City of Atlantic City saves in many ways

Changing A Culture of How Public Works Operates

Earlier this year, Paul Jerkins, the City of Atlantic City, N.J., Director of Public Works, personally oversaw the installation of the Navman Global Positioning System (GPS) on 40 of its fleet.  In the two months the system has been in place Jerkins reports, “We are already changing a culture in public works that has been in place for many years—the whole culture of how a city’s public works department is designed to operate and how it achieves efficiency within its different divisions.”


Among the first noticeable “culture changes” referenced the State of New Jersey’s idle law. Under the state’s Clean Air Act, a car or truck is permitted to idle for three minutes. “Before the system, our trucks—primarily those in our Boardwalk Department—have  typically been left idling for two, three, and up to four hours a day. Since we installed this GPS system our vehicles, monitoring results show that an average idle time has been reduced to as low as 5 minutes—10 at the most,” Public Works Director Jerkins reports. Not only is the department within the law, the results reflect savings in gas dollars. “We have not yet had the chance to pair up the gas savings specific to idling, because we are monitoring the total for other aspects, but I can assure you that we are saving money while adhering to state law.”


“It’s 11:30. Do You Know Where Your Trash Truck Is?”
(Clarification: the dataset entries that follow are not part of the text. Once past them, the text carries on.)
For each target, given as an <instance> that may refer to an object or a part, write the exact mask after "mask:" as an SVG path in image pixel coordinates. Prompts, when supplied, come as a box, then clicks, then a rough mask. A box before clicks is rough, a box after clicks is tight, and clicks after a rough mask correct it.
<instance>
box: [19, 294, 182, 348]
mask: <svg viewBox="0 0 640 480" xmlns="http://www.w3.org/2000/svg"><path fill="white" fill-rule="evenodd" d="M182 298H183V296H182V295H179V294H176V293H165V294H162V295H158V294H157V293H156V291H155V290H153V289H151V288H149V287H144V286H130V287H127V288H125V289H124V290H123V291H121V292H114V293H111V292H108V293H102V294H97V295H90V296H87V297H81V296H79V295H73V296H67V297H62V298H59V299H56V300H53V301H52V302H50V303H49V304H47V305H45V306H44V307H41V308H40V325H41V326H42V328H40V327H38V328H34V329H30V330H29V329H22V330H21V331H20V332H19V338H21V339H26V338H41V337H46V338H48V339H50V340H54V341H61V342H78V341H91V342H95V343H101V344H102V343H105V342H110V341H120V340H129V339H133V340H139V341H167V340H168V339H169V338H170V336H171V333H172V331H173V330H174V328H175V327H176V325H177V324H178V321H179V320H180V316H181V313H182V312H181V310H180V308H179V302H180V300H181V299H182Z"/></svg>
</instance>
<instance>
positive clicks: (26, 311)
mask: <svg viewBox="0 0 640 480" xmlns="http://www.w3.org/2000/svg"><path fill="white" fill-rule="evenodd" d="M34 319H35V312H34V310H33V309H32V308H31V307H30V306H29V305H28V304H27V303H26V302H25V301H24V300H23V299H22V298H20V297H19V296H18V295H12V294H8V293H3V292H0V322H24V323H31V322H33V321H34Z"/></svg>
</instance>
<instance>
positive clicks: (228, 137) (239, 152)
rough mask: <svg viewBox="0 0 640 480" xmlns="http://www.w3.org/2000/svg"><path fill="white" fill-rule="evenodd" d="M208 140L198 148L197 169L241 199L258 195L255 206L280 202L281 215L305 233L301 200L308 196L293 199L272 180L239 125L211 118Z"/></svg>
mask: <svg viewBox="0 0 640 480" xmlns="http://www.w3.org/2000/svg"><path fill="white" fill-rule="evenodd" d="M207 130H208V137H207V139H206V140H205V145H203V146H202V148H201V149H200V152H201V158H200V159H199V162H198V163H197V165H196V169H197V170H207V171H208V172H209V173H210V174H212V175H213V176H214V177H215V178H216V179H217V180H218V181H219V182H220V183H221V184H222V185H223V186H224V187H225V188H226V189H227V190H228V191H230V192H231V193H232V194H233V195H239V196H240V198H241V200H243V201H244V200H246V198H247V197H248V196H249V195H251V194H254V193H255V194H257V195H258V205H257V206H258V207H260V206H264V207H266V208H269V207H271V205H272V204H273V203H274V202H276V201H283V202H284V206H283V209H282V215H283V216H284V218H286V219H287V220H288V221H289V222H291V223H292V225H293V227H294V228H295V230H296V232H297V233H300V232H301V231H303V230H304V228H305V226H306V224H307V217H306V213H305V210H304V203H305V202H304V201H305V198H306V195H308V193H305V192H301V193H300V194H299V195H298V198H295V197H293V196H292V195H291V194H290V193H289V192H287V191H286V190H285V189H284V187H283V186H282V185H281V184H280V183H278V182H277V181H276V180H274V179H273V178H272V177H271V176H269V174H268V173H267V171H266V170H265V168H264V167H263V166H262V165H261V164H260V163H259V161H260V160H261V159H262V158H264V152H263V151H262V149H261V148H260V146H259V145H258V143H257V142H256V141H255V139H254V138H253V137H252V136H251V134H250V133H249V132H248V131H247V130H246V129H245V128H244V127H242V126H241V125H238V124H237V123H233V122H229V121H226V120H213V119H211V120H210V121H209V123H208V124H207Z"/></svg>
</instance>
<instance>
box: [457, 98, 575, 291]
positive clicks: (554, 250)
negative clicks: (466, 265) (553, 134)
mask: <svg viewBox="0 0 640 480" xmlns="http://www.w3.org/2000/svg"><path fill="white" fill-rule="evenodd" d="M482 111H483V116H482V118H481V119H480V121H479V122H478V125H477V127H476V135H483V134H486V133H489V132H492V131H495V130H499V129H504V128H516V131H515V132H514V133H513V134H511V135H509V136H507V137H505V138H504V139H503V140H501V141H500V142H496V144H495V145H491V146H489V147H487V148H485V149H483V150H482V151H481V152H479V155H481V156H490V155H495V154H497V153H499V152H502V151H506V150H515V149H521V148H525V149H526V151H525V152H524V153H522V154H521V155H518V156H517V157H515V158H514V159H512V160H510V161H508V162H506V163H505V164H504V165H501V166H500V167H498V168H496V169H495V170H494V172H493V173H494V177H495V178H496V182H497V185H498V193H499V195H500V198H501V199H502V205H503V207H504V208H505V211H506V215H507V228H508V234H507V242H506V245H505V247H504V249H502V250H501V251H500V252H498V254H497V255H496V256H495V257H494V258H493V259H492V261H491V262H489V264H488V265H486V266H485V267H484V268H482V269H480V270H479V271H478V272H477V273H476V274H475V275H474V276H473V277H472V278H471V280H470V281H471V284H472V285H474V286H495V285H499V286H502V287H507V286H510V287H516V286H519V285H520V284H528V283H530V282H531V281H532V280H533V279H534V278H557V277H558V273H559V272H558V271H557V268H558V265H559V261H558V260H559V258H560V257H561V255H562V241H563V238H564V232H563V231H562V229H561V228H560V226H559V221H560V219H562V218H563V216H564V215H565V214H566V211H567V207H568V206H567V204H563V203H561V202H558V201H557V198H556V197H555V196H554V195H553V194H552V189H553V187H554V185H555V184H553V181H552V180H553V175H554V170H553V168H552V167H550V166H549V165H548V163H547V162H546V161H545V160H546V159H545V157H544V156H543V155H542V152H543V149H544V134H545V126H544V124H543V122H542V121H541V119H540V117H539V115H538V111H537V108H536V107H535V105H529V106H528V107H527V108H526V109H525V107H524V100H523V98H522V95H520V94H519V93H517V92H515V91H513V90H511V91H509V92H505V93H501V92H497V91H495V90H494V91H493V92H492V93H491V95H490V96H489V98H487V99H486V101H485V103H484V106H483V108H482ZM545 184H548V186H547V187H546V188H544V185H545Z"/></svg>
 The recent GPS installation has also effected a change in the department’s trash truck travels. Jerkins, now in his third year as Atlantic City’s Public Works director, reports that a typical routine was for the trash trucks to begin their various routes at 5 am, complete their pickups around 9:30 that morning, then they would dump their loads in our designated place outside the city and return to the shop about one in the afternoon. “That indicated that the trucks were either parked or driving around local neighborhoods. Now our drivers have their routes completed and are back parked in our city yard by 11 a.m.” Jerkins reports. “Not only does this save taxpayer dollars in gas because the drives around the city have been curtailed but it has stopped--not sharply curtailed but stopped the resident complaints about our vehicles being parked where they should not be parked.”
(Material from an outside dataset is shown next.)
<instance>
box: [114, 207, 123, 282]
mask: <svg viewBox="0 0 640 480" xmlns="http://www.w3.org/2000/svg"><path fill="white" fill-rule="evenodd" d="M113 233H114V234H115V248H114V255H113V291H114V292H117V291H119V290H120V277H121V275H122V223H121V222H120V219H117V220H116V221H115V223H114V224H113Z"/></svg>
                                   Clean Water Act Compliance


As part of New Jersey’s Storm Water Act, the Atlantic City Public Works Department is now required to keep track of how many streets or road miles the department cleans annually. “Prior to this GPS system we really had no way to track that,” Jerkins says. “Now that the system has been installed, we actually track where our sweepers are, how many miles per day are cleaned, and at the same time we have proof that these motor broom sweepers are cleaning areas they are supposed to clean.”


Lacking a prior system that could accurately track such categories as catch basin and inlet cleanouts created a flaw in the monitoring requirements. “If someone forgot to write a note or failed to track a mile exactly, there was problem,” Jerkins said.


Even though the Atlantic City Public Works Department has only had the Navman GPS system for a relatively short time, “the change has been dramatic in that time,” Director Jerkins reports. “For one thing, people are aware of where they are supposed to be,” he says with a chuckle.